For Halloween I made myself a Victorian/Edwardian-inspired mashup witch costume. I got large amounts of sari fabrics rather cheaply from a local person after they were used as party decorations, and even after distributing most of it to friends I still had a lot left over, and decided they were perfect for a bright Halloween witch. Since this was a costume I didn’t worry about combining details from various decades.
The skirt is a basic pleated two-panel skirt with seams on the sides. One seam has a pocket and the other has an invisible zipper. Since the sari is thin and I had so much of it I flat-lined it with more of the same.
The blouse and vest patterns are both from Black Snail Patterns on Etsy. They are the 1890s Late Victorian Day Blouse/Bodice and 1890s Edwardian Ladies’ Vest. Because this was meant to be a Halloween costume I took a “theatrical” approach to the construction and skipped a lot of the detailed and historically accurate instructions in the patterns such as creating facings, boning, etc. so I cannot comment on those. As usual, I did find the pattern pieces to be well-drafted and needed very little adjustment. My biggest cheat is I sewed the sleeves from the blouse pattern directly to the vest to make one garment.
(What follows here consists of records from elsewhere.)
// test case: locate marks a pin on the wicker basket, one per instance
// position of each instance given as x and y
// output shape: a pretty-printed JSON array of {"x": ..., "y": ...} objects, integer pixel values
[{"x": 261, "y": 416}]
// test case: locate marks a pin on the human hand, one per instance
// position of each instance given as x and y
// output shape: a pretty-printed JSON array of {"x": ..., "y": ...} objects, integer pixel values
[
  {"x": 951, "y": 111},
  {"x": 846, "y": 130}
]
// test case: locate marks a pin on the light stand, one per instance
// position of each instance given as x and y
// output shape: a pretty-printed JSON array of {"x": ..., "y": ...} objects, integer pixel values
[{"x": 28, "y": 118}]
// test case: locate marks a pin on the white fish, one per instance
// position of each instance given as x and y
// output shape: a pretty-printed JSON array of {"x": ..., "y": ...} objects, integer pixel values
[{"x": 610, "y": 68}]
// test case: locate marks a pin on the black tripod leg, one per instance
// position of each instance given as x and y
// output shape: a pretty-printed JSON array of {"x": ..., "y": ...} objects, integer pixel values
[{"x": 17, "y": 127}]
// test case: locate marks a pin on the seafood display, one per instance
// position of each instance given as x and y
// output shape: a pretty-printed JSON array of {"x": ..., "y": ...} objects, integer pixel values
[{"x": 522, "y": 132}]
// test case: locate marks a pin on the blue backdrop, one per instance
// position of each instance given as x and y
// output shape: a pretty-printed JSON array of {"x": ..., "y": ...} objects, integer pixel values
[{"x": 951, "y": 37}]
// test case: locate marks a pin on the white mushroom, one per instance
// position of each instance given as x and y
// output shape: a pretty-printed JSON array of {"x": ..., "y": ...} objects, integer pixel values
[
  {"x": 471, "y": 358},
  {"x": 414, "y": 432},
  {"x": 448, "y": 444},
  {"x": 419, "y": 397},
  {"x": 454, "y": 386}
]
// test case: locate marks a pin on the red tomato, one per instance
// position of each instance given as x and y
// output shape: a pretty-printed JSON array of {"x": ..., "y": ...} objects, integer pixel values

This saved me a lot of time, and also made the costume less warm with less layers!
Instead of making lots of buttonholes for my small gold buttons I did hidden hooks and bars down the front of the bodice and the buttons are decorative.
The belt is made from a scrap of the green sari fabric, paired with a vintage belt buckle. The buckle is actually plastic painted gold but looks pretty good from a distance!
The green pleated grosgrain trim was purchased pre-made from Amazon (affiliate link) and comes in other colors. I used the olive color this time but you may recognize that I used a baby blue version for my pink striped bustle dress!
The hat was made using my own pattern for a Professor McGonagall-inspired deerstalker witch hat, and you can find the instructions on a previous post.
I’m afraid I didn’t do a great job tracking the yardage since I had basically unlimited fabric, but I would estimate that I used 3 orange saris (since everything was 2 layers) and one green one. The saris I got were used and pre-cut and were 3-5 meters each. Thus, my rough estimates for project costs are as follows:
- 4 saris: ~$20 (yeah I got a great deal!)
- 25 yard roll of pleated grosgrain trim: $9.50 from Amazon, and I have a lot left. (The trim usually runs about $40 a roll but I’ve bought other colors through random price drops).
- Gold buttons: free from a friend
- Vintage buckle: ~$10? (I don’t remember).
- Thread, hooks and eyes, collar interfacing, lining: ~$5 (stash and scraps from other projects)
- Bodice pattern: $8.60
- Vest pattern: $7.37
- Printing costs: $5.56 plus shipping (I had my A0 patterns printed by PDFplotting.com and the shipping was bundled with other things)
Total: ~$45 for materials and ~$25 for patterns I will reuse
Some final thoughts:
This project was all polyester. The fabric was pretty enough it didn’t “matter” if it was silk and I hope this a reminder that costumes don’t need to be expensive.
Did you notice that I pleated the front of the skirt differently than I did the back? I didn’t until I put the waistband and zipper on, and I didn’t care to redo it! Here’s a reminder that maybe “mistakes” aren’t really that big of a deal and probably most people won’t notice.
I did some cheats to simplify construction. What works for you is what works for you, whether it is historically accurate, historically appropriate, historically adequate, or historically adjacent!
Thank you for reading!
My necklace is antique glass and brass from the 1930s and my shoes are from American Duchess.
love that you added the sleeves to the vest!
Thank you! I’m glad you like it!
I love the reminder “What works for you is what works for you”; I sometimes get way too caught up in the authenticity of a project and neglect the fun process part! Thank you for the importance of “doing it my way with what you have” – the innovation spark!
Thank you for reading Anna and I’m so glad you found my words helpful to you!
So cute. I hope you and your family are doing well and staying safe. Happy Holiday Season!
Thank you Cynthia! I hope you and your loved ones are having a warm holiday and will have a beautiful New Year!